Sometimes I wonder why I can’t keep my big mouth shut. On Sunday, I got into a short discussion with writers Cheryl Hodd and Diann Hunt over the use of stock photos on their website. Diann seemed to take it fairly well, but I got the impression that Cheryl was a little upset with me. The thing is, I could’ve gone on my merry way without saying a word and not upset either one of them.

But here’s the thing, there seems to be a misunderstanding about the use of stock images. Most of the stock images you find online fall into a category that is known as royalty free. The confusion is that people seem to think that because the image is royalty free they don’t have to pay for it.
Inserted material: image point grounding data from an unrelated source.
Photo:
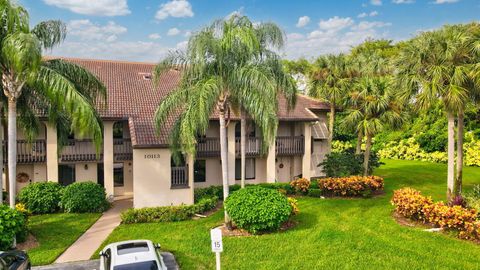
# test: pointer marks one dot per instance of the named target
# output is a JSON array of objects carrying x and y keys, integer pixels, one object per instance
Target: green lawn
[
  {"x": 332, "y": 233},
  {"x": 55, "y": 233}
]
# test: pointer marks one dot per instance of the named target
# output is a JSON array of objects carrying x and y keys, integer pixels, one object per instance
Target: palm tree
[
  {"x": 228, "y": 66},
  {"x": 442, "y": 67},
  {"x": 61, "y": 89},
  {"x": 376, "y": 107},
  {"x": 329, "y": 79}
]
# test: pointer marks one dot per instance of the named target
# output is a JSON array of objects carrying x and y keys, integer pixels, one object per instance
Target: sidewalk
[{"x": 91, "y": 240}]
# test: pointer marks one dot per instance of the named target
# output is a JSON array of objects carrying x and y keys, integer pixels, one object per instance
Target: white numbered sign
[{"x": 217, "y": 244}]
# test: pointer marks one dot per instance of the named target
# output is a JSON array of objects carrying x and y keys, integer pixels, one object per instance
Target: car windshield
[{"x": 149, "y": 265}]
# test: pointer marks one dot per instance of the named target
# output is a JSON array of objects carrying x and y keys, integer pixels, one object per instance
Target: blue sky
[{"x": 145, "y": 30}]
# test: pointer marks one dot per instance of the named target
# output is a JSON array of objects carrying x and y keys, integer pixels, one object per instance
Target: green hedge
[
  {"x": 41, "y": 198},
  {"x": 168, "y": 213}
]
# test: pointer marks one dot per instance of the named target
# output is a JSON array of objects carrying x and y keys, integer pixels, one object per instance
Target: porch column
[
  {"x": 108, "y": 159},
  {"x": 191, "y": 175},
  {"x": 52, "y": 153},
  {"x": 271, "y": 163},
  {"x": 231, "y": 152},
  {"x": 307, "y": 155}
]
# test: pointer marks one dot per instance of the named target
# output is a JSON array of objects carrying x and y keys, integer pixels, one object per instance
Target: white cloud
[
  {"x": 403, "y": 1},
  {"x": 445, "y": 1},
  {"x": 86, "y": 30},
  {"x": 97, "y": 7},
  {"x": 154, "y": 36},
  {"x": 175, "y": 8},
  {"x": 335, "y": 23},
  {"x": 303, "y": 21},
  {"x": 173, "y": 31}
]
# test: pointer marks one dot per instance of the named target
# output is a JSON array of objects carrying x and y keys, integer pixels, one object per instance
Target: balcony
[
  {"x": 253, "y": 146},
  {"x": 179, "y": 177},
  {"x": 208, "y": 147},
  {"x": 27, "y": 152},
  {"x": 290, "y": 145}
]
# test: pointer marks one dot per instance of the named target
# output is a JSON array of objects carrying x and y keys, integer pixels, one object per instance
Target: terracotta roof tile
[{"x": 135, "y": 98}]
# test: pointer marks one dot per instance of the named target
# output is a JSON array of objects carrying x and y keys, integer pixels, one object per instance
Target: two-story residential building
[{"x": 137, "y": 162}]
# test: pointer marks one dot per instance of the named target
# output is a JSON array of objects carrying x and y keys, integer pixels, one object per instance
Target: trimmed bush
[
  {"x": 315, "y": 192},
  {"x": 168, "y": 213},
  {"x": 41, "y": 198},
  {"x": 84, "y": 197},
  {"x": 12, "y": 224},
  {"x": 258, "y": 209},
  {"x": 351, "y": 186},
  {"x": 300, "y": 185}
]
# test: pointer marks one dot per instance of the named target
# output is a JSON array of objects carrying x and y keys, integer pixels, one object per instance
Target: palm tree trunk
[
  {"x": 242, "y": 148},
  {"x": 458, "y": 179},
  {"x": 366, "y": 157},
  {"x": 12, "y": 149},
  {"x": 223, "y": 157},
  {"x": 358, "y": 149},
  {"x": 451, "y": 155},
  {"x": 331, "y": 122}
]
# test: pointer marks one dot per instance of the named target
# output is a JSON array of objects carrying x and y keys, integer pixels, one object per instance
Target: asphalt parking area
[{"x": 168, "y": 258}]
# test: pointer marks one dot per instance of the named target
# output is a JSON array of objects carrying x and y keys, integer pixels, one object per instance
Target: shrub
[
  {"x": 294, "y": 204},
  {"x": 258, "y": 209},
  {"x": 315, "y": 192},
  {"x": 168, "y": 213},
  {"x": 347, "y": 163},
  {"x": 41, "y": 198},
  {"x": 351, "y": 186},
  {"x": 12, "y": 224},
  {"x": 410, "y": 203},
  {"x": 300, "y": 185},
  {"x": 84, "y": 197}
]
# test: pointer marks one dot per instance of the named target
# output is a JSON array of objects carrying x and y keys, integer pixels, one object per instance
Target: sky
[{"x": 146, "y": 30}]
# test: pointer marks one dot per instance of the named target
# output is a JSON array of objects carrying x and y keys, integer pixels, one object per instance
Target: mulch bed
[{"x": 30, "y": 243}]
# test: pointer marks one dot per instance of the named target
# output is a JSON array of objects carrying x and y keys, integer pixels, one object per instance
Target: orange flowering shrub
[
  {"x": 410, "y": 203},
  {"x": 300, "y": 185},
  {"x": 351, "y": 185}
]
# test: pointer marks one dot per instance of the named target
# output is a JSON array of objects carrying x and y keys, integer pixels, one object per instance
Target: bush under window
[
  {"x": 84, "y": 197},
  {"x": 41, "y": 198},
  {"x": 258, "y": 209}
]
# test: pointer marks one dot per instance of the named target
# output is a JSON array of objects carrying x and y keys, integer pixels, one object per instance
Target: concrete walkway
[{"x": 91, "y": 240}]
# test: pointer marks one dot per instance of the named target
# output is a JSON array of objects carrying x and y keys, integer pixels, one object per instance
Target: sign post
[{"x": 217, "y": 244}]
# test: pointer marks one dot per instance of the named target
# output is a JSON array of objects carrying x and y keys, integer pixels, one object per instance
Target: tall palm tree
[
  {"x": 329, "y": 79},
  {"x": 376, "y": 107},
  {"x": 442, "y": 67},
  {"x": 228, "y": 66},
  {"x": 60, "y": 89}
]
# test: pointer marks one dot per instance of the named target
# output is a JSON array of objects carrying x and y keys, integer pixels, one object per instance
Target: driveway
[{"x": 168, "y": 258}]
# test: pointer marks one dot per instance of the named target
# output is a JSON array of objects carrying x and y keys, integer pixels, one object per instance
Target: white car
[{"x": 135, "y": 254}]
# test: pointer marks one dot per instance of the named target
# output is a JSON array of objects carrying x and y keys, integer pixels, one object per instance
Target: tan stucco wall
[{"x": 151, "y": 186}]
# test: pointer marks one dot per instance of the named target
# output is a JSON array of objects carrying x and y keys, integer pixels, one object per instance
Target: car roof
[{"x": 127, "y": 252}]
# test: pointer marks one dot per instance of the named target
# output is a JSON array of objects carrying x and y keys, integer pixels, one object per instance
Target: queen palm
[
  {"x": 375, "y": 108},
  {"x": 63, "y": 91},
  {"x": 441, "y": 67},
  {"x": 228, "y": 66},
  {"x": 329, "y": 79}
]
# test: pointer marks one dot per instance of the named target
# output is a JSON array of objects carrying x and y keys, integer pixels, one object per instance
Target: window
[
  {"x": 249, "y": 168},
  {"x": 66, "y": 174},
  {"x": 118, "y": 174},
  {"x": 199, "y": 171}
]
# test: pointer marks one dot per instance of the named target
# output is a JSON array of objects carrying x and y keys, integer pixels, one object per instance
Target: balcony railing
[
  {"x": 208, "y": 147},
  {"x": 290, "y": 145},
  {"x": 179, "y": 177},
  {"x": 253, "y": 146},
  {"x": 27, "y": 152}
]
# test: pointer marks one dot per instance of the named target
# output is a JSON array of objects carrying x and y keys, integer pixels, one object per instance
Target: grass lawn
[
  {"x": 332, "y": 233},
  {"x": 55, "y": 233}
]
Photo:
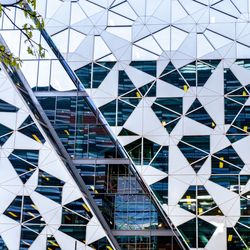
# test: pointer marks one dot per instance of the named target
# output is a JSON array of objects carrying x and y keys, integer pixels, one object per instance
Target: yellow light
[
  {"x": 221, "y": 164},
  {"x": 245, "y": 128},
  {"x": 188, "y": 199},
  {"x": 46, "y": 178},
  {"x": 138, "y": 94},
  {"x": 185, "y": 88},
  {"x": 31, "y": 214},
  {"x": 230, "y": 237},
  {"x": 34, "y": 206},
  {"x": 86, "y": 207},
  {"x": 12, "y": 214},
  {"x": 36, "y": 138},
  {"x": 67, "y": 217},
  {"x": 200, "y": 210},
  {"x": 66, "y": 132},
  {"x": 53, "y": 243}
]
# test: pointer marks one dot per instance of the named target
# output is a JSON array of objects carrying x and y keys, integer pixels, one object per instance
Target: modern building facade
[{"x": 133, "y": 132}]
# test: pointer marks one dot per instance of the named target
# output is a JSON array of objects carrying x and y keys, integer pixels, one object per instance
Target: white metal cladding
[{"x": 177, "y": 34}]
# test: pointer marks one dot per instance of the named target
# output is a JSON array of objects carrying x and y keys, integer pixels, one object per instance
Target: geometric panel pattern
[
  {"x": 172, "y": 80},
  {"x": 41, "y": 205}
]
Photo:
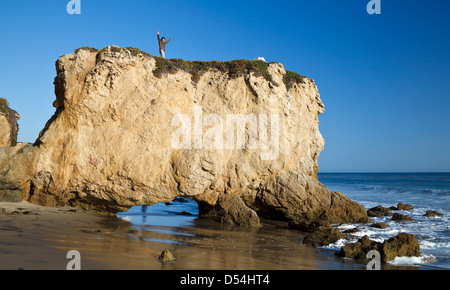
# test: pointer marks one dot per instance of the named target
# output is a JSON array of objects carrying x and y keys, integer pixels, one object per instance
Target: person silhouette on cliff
[{"x": 162, "y": 45}]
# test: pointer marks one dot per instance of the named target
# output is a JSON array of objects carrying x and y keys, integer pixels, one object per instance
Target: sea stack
[{"x": 241, "y": 138}]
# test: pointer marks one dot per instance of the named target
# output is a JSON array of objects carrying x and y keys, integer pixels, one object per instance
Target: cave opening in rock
[{"x": 177, "y": 213}]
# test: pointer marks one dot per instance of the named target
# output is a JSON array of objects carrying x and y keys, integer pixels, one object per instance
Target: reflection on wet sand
[{"x": 135, "y": 241}]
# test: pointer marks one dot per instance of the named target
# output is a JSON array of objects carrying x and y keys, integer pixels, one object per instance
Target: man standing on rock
[{"x": 162, "y": 45}]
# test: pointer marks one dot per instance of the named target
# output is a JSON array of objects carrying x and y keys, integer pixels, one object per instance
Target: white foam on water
[{"x": 404, "y": 261}]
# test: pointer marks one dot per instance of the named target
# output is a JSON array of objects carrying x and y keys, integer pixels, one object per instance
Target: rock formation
[
  {"x": 8, "y": 124},
  {"x": 241, "y": 138}
]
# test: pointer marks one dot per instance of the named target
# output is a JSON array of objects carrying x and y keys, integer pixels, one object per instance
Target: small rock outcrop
[
  {"x": 432, "y": 213},
  {"x": 398, "y": 217},
  {"x": 240, "y": 137},
  {"x": 404, "y": 206},
  {"x": 166, "y": 256},
  {"x": 402, "y": 245},
  {"x": 9, "y": 127}
]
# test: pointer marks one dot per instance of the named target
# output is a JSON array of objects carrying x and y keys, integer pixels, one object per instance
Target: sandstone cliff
[
  {"x": 241, "y": 138},
  {"x": 8, "y": 124}
]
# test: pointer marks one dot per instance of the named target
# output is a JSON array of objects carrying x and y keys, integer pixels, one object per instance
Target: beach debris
[
  {"x": 432, "y": 213},
  {"x": 398, "y": 217},
  {"x": 322, "y": 237},
  {"x": 166, "y": 256},
  {"x": 379, "y": 211},
  {"x": 260, "y": 59},
  {"x": 183, "y": 213},
  {"x": 359, "y": 249},
  {"x": 404, "y": 206},
  {"x": 379, "y": 225},
  {"x": 402, "y": 245}
]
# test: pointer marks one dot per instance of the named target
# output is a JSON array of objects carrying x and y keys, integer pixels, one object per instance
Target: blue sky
[{"x": 384, "y": 79}]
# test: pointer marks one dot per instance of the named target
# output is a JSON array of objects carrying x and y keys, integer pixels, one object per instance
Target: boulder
[
  {"x": 166, "y": 256},
  {"x": 403, "y": 206},
  {"x": 402, "y": 245},
  {"x": 359, "y": 249},
  {"x": 309, "y": 226},
  {"x": 9, "y": 127},
  {"x": 322, "y": 236},
  {"x": 379, "y": 211},
  {"x": 398, "y": 217},
  {"x": 432, "y": 213},
  {"x": 241, "y": 138},
  {"x": 380, "y": 225}
]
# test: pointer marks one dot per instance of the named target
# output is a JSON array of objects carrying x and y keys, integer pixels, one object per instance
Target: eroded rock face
[
  {"x": 8, "y": 124},
  {"x": 123, "y": 135}
]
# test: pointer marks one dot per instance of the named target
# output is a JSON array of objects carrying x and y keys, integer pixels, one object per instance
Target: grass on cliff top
[
  {"x": 234, "y": 68},
  {"x": 4, "y": 105},
  {"x": 11, "y": 117}
]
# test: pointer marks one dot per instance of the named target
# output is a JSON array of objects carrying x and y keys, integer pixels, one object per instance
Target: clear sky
[{"x": 384, "y": 79}]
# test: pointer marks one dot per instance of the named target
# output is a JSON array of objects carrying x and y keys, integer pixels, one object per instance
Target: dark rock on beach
[
  {"x": 359, "y": 249},
  {"x": 379, "y": 211},
  {"x": 403, "y": 245},
  {"x": 322, "y": 237},
  {"x": 432, "y": 213},
  {"x": 380, "y": 225},
  {"x": 320, "y": 232},
  {"x": 398, "y": 217},
  {"x": 403, "y": 206},
  {"x": 308, "y": 226},
  {"x": 166, "y": 256}
]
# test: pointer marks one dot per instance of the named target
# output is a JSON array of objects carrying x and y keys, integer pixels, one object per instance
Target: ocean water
[
  {"x": 211, "y": 245},
  {"x": 424, "y": 191}
]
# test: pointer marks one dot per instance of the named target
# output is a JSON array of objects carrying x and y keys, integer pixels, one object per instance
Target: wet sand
[{"x": 38, "y": 238}]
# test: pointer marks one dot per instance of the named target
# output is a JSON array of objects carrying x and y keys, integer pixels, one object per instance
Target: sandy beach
[{"x": 39, "y": 238}]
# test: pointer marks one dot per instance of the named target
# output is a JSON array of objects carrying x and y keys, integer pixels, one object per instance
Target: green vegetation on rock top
[{"x": 234, "y": 68}]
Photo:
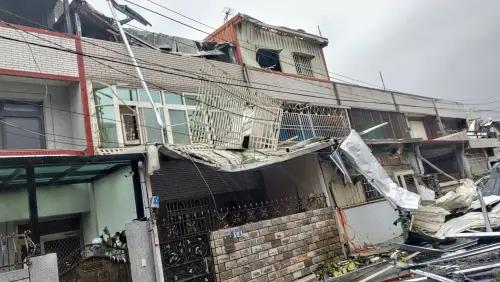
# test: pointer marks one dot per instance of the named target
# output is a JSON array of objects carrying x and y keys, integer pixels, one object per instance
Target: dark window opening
[
  {"x": 268, "y": 59},
  {"x": 21, "y": 126}
]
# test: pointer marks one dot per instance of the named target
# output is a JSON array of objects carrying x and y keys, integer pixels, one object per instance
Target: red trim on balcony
[
  {"x": 41, "y": 152},
  {"x": 289, "y": 74},
  {"x": 37, "y": 30},
  {"x": 38, "y": 75},
  {"x": 85, "y": 100}
]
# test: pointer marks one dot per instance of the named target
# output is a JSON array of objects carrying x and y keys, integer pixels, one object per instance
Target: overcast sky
[{"x": 446, "y": 49}]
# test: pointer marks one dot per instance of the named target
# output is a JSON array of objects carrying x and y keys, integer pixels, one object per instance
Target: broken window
[
  {"x": 126, "y": 117},
  {"x": 268, "y": 59},
  {"x": 130, "y": 125},
  {"x": 303, "y": 64}
]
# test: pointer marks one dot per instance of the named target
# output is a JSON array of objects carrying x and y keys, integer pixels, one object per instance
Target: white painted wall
[
  {"x": 253, "y": 39},
  {"x": 63, "y": 129},
  {"x": 285, "y": 179},
  {"x": 417, "y": 129},
  {"x": 372, "y": 223},
  {"x": 17, "y": 55},
  {"x": 58, "y": 200},
  {"x": 114, "y": 201}
]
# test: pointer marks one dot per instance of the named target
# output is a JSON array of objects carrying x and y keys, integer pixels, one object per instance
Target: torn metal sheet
[
  {"x": 431, "y": 275},
  {"x": 477, "y": 269},
  {"x": 337, "y": 159},
  {"x": 475, "y": 235},
  {"x": 296, "y": 33},
  {"x": 488, "y": 201},
  {"x": 365, "y": 162},
  {"x": 237, "y": 160},
  {"x": 412, "y": 248}
]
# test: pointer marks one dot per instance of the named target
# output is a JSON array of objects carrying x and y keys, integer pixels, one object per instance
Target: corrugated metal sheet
[
  {"x": 253, "y": 38},
  {"x": 308, "y": 91},
  {"x": 160, "y": 70},
  {"x": 361, "y": 97},
  {"x": 181, "y": 179}
]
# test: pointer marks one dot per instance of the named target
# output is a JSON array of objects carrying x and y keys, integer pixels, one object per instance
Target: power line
[
  {"x": 96, "y": 59},
  {"x": 299, "y": 94},
  {"x": 249, "y": 49},
  {"x": 150, "y": 63}
]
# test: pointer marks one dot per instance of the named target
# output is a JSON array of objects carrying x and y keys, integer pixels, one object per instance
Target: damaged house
[{"x": 251, "y": 120}]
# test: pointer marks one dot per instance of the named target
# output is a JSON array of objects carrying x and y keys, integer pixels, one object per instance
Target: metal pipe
[
  {"x": 431, "y": 275},
  {"x": 137, "y": 69},
  {"x": 474, "y": 235},
  {"x": 477, "y": 269},
  {"x": 461, "y": 246},
  {"x": 484, "y": 211},
  {"x": 438, "y": 169},
  {"x": 470, "y": 253}
]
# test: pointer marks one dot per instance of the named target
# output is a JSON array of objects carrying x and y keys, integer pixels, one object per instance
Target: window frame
[
  {"x": 38, "y": 114},
  {"x": 139, "y": 105}
]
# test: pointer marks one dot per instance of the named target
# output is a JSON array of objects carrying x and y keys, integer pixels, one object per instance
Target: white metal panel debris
[
  {"x": 238, "y": 160},
  {"x": 362, "y": 158}
]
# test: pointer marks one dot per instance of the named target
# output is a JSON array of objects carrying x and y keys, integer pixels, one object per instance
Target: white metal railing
[{"x": 306, "y": 126}]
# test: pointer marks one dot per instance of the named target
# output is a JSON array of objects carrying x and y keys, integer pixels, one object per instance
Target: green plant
[{"x": 109, "y": 243}]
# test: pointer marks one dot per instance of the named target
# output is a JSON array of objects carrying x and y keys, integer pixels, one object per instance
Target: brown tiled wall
[{"x": 281, "y": 249}]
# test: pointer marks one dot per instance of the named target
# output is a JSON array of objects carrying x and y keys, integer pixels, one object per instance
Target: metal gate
[{"x": 184, "y": 232}]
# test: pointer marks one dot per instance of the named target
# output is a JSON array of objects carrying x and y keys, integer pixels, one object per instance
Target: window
[
  {"x": 126, "y": 117},
  {"x": 22, "y": 126},
  {"x": 397, "y": 127},
  {"x": 268, "y": 59},
  {"x": 303, "y": 64}
]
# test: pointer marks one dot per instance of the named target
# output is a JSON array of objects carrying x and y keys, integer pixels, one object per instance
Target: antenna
[{"x": 229, "y": 12}]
That is not the case. Royalty free means that licensed users of the image don’t have to pay royalties. In other words, once they have purchased the image, they can use the image as many times as they like without having pay any additional fees. If you were to use such an image on a book, you could print 100 or 1 million copies of the book and not have to pay the photographer any more than you already have. But that doesn’t mean you don’t have to pay for the image and there aren’t restrictions.

For the purpose of this blog post, I purchased the image you see above. Notice that the image doesn’t have the Getty Images watermark that is a telltale sign that an image was obtained incorrectly. I paid $5 for this image. The size of the image makes it useful for blog posts and little else. But when I purchased the image I had to agree to five pages worth of a licensing agreement. One of the stipulations of the agreement is that if I use it on a website that I state that the image may not be copied for any purpose other than personal use. (You are so informed.) In other words, you can view my website, which requires a copy be made of the image onto your machine, but you may not reuse the image for your own purposes.

There are things in the agreement about what I can and cannot use the image for. It is ironic that one of the things is that the image cannot be used for pornographic purposes, since some of the images on Getty Images are pornographic, but that’s beside the point. What you should take from this is that you need to be aware that if you are using artwork created by another person you probably owe them some money. As authors, we should understand that better than most people. We write our books and we hope that people will pay us for our work. And to the person who took that picture, just in case you happen to read this post, I want to say that I am happy to give you whatever money you receive out of the five dollars in hopes that it will encourage you to keep producing artwork for the rest of us to use.